Египетская экспедиция

Леонард Зиновьев
Бонапарт вышел из походного шатра проветрить помятую дурными новостями голову. Итак, армия в ловушке. Директория в Париже в его отсутствие творит чёрт знает что. Проклятый Нельсон захватил гарнизоны на Мальте и потопил флот в Абукире. Следовательно, путей к отступлению в Европу у него нет. Остаётся идти дальше, в Сирию, но и на Ближнем Востоке давно хозяйничают англосаксы. Не исключено, что они ринутся со своими войсками ему навстречу, в Египет. Но если и так, то тем хуже для самих англосаксов. Да, тем хуже для них. Главное, что мамелюков удалось разгромить. А это значит, что и Сирия от него не уйдёт. И прорваться туда – лишь вопрос времени и военной тактики…

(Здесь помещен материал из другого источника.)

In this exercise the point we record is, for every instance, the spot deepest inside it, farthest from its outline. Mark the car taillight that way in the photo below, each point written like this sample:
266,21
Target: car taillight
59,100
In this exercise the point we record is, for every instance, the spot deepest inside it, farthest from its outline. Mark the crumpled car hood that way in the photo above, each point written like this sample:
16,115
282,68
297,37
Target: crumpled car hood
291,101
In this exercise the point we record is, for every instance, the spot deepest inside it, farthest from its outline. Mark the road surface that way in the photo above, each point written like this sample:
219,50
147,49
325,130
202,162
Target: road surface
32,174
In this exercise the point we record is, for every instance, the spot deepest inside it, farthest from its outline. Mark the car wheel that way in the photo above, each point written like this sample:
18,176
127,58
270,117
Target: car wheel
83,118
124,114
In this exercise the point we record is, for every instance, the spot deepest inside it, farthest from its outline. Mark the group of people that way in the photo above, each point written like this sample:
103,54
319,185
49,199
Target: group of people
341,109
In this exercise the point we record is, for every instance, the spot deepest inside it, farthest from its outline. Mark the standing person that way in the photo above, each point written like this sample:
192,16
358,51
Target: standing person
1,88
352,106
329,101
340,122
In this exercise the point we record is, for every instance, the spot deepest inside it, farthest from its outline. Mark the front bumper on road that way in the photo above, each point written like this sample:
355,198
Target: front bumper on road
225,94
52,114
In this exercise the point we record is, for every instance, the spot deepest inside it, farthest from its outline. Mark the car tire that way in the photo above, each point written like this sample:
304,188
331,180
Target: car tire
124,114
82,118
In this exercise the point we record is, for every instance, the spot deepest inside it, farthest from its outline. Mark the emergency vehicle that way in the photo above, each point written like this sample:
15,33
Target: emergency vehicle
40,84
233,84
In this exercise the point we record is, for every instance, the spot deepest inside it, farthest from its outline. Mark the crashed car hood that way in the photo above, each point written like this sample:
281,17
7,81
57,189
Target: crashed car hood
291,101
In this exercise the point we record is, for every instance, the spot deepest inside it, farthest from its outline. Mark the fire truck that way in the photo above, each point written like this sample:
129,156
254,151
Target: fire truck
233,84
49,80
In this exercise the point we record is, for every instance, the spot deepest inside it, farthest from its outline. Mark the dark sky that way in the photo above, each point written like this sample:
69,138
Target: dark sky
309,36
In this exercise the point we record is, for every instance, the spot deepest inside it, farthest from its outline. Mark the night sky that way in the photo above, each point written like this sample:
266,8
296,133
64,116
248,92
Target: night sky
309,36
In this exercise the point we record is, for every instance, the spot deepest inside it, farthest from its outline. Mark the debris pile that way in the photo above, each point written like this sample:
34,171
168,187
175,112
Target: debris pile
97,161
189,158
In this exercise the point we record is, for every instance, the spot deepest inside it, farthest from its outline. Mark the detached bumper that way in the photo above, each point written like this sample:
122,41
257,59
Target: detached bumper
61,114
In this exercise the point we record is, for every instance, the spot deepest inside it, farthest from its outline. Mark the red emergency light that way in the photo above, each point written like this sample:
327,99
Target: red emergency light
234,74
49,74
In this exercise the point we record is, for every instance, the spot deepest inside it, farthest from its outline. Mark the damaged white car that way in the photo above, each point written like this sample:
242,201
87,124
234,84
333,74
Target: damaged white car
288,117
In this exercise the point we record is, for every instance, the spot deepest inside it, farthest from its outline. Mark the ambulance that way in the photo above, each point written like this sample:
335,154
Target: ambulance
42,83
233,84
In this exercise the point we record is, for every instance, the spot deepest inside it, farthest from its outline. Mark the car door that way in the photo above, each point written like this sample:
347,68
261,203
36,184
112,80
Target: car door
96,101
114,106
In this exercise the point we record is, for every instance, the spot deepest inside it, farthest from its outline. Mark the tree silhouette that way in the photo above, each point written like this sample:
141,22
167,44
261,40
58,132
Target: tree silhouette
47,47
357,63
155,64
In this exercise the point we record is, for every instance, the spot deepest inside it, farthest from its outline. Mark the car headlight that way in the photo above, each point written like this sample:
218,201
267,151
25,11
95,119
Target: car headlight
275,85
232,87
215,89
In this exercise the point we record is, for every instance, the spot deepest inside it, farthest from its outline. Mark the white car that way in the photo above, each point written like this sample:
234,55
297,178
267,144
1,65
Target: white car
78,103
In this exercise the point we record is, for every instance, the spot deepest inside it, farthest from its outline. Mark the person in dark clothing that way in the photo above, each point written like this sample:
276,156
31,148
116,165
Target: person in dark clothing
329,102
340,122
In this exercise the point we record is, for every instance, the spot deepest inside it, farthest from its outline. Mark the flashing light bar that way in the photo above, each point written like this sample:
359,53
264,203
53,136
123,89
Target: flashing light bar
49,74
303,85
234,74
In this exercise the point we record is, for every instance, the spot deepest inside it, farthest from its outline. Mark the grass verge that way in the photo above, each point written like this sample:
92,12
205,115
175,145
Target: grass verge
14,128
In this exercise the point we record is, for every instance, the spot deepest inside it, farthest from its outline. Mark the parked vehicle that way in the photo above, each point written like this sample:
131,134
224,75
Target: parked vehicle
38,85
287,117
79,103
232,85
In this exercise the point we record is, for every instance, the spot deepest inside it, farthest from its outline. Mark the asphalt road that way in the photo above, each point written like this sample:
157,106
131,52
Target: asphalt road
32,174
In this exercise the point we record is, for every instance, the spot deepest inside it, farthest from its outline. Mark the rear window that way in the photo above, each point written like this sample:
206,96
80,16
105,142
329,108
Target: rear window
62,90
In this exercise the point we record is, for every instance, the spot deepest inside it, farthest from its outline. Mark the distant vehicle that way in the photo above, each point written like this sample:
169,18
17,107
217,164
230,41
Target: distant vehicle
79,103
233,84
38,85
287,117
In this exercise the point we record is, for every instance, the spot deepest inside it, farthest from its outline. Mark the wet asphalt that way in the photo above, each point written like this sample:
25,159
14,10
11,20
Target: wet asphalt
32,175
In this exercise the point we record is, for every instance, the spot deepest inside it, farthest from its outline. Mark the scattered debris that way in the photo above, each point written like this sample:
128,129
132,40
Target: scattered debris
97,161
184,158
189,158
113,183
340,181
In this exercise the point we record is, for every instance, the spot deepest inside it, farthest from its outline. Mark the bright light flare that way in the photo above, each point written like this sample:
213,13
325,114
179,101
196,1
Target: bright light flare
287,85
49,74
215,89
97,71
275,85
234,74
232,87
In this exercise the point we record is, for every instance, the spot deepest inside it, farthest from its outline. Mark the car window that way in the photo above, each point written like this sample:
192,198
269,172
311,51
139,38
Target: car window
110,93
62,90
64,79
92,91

Почти что ощутимо сгущалась тьма. Раскалённая, как пекло, пустыня стремительно остывала. Долина Пирамид буквально кишела людьми. Ржали и всхрапывали кони, откуда-то доносились непристойные песни. Горели костры и керосиновые лампы, пылали факелы – и от их света на огромном пространстве долины было светло, как поздним летним вечером на левом берегу Сены. Туда и сюда сновали солдаты, подгоняемые окриками командиров. Прежде безлюдная, пустыня была оккупирована многотысячной французской армией.

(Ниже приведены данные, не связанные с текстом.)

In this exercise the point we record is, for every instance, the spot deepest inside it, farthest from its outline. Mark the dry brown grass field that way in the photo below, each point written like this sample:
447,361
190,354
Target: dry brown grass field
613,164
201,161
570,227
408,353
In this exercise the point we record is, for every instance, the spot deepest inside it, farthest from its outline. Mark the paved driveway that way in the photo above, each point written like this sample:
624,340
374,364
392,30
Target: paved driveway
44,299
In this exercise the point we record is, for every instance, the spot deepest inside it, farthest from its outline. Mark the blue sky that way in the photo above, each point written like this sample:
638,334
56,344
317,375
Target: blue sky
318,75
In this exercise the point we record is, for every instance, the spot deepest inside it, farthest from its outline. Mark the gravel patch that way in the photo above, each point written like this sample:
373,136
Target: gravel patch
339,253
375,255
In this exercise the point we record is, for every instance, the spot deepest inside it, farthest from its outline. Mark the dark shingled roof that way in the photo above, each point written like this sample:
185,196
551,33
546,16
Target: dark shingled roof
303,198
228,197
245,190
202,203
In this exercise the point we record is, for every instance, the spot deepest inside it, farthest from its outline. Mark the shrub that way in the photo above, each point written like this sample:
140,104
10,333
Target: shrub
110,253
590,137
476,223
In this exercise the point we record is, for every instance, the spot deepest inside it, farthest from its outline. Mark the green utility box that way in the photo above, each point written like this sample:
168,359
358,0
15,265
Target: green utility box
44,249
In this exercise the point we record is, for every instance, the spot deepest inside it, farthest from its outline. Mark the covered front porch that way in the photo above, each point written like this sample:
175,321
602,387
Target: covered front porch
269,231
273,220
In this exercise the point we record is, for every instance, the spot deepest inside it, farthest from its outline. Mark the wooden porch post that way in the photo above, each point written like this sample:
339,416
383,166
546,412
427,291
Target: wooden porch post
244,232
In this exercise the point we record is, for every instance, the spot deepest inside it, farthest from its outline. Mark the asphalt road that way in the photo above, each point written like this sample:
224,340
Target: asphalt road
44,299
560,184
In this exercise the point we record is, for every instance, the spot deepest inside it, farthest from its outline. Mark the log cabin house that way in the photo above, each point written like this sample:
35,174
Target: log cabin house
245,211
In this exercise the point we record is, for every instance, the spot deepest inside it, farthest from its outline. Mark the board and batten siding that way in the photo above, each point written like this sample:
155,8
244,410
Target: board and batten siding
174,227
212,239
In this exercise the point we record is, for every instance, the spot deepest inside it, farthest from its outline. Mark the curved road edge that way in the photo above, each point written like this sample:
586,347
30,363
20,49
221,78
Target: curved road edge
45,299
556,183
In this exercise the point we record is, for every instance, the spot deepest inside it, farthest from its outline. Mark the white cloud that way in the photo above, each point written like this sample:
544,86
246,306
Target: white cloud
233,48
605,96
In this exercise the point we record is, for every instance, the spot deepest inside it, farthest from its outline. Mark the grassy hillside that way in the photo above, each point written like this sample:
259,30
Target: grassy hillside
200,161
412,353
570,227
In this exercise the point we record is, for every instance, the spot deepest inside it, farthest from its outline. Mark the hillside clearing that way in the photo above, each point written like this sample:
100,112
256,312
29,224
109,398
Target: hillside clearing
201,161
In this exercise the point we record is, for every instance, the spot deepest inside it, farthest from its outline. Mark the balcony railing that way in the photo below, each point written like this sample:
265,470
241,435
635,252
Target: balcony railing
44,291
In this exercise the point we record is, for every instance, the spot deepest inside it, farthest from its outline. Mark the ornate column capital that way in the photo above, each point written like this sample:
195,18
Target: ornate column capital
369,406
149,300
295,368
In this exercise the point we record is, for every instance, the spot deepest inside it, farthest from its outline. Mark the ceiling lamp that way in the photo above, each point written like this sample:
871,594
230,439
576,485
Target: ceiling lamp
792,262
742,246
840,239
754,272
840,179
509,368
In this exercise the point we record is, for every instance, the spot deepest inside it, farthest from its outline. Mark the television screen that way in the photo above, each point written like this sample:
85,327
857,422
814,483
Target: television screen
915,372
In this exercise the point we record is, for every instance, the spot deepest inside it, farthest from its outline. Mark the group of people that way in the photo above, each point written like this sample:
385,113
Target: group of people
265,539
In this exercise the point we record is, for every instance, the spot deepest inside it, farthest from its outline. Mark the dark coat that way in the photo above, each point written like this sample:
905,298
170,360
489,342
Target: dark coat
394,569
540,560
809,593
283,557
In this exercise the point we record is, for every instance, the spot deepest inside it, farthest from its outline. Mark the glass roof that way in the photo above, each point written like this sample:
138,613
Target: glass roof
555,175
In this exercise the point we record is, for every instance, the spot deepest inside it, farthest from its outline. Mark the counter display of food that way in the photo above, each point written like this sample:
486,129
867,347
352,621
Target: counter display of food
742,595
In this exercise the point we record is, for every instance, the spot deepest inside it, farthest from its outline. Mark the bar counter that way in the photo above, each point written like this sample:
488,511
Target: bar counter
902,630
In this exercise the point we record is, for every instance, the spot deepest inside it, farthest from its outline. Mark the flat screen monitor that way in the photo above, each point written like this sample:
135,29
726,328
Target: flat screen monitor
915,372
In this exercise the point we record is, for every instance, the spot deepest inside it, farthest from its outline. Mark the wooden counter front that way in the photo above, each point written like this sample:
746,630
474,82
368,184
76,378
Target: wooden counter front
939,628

Бонапарт уже изготовился взобраться куда повыше – на бочонок из-под пороха или ящики с провиантом –  и объявить: «Мои дорогие головорезы! Наше положение скверное, но мы выпутывались из бед похуже…», как вдруг откуда-то из темноты прямо на него вылетела, как пуля из нарезного ствола, кособокая фигура. Бонапарт ударился лбом прямо в грудь этому человеку. Затем он поднял глаза, чтобы опознать наглеца. Глаза у плевавшего на субординацию подчинённого светились безумным блеском даже в темноте, а лицо было осунувшимся, словно он не ел дня три.  Мундир его был измят и покрыт таким толстым слоем вонючей пыли, как будто он нарочно извалялся в этой пыли. Наглецом оказался его собственный адъютант Жюно.
– Ты что, пьян, мерзавец?! – брезгливо спросил его Бонапарт, и глаза его налились кровью.

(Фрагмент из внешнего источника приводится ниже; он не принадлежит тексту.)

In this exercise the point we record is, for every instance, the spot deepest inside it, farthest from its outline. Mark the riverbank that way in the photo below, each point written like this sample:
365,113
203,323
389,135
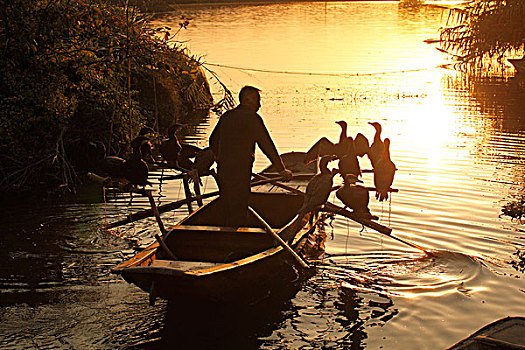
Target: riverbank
83,71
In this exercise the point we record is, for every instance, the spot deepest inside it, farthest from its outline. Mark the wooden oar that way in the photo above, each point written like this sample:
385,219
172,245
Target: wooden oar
167,250
283,244
363,221
142,214
341,211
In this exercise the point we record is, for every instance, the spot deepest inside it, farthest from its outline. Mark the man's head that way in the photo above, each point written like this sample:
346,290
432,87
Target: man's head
249,96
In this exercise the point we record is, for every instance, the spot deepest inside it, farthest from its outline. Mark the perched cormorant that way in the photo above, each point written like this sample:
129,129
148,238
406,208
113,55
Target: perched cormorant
170,148
325,147
178,155
319,187
384,173
377,147
135,168
361,145
145,145
349,164
203,163
111,166
354,196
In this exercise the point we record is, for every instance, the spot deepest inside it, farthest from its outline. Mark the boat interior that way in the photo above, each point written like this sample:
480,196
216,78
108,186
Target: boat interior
201,237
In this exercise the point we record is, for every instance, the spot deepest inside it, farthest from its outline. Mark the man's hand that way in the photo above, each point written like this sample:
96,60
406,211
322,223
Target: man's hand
286,174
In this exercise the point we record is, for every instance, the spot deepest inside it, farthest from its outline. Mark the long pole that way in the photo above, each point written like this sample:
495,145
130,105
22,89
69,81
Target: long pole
341,211
283,244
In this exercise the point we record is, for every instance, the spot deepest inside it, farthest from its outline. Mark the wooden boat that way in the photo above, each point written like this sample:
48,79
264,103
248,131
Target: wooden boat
505,333
224,264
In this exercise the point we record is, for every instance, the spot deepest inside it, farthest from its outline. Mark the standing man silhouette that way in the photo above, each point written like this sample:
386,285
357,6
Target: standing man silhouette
233,142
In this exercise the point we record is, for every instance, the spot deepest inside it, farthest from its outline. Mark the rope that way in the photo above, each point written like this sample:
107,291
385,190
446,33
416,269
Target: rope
345,75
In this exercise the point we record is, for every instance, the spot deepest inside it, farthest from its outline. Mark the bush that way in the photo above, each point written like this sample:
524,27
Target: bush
74,71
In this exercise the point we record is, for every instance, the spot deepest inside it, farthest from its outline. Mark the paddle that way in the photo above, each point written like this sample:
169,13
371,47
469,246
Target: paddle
330,207
172,206
283,244
148,193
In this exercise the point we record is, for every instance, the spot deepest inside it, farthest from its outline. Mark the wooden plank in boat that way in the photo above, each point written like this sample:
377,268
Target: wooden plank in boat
223,229
183,265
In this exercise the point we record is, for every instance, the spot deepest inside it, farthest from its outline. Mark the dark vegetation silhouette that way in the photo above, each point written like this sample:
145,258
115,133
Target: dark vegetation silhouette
484,29
80,71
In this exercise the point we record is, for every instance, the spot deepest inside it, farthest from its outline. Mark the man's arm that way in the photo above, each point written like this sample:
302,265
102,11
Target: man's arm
267,146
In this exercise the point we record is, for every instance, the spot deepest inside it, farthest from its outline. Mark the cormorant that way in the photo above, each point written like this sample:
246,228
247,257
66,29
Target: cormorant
170,148
349,164
111,166
377,147
319,187
325,147
145,145
361,145
354,196
135,168
178,155
384,173
203,163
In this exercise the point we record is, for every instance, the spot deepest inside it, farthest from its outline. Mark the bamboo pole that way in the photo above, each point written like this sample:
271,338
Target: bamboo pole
330,207
170,206
283,244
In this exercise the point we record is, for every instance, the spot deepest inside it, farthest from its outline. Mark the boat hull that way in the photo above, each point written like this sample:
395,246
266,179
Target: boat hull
226,265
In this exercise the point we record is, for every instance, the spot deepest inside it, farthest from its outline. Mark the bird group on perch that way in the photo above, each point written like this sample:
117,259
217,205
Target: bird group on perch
347,150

– Никак нет, Ваше Императорское Величество! – бодро ответил Жюно.– Я ходил по нужде к пирамиде Аменхотепа!!!
Адъютант было зашагал прочь, но император его остановил.
– Назад, подлец! – скомандовал Наполеон. – Ко мне!!!
Прошагав по инерции ещё шагов тридцать, адъютант Жюно, плавно развернулся, и также размашисто вихляясь, как марионетка, пошёл скорее на звук голоса, нежели чем на Бонапарта.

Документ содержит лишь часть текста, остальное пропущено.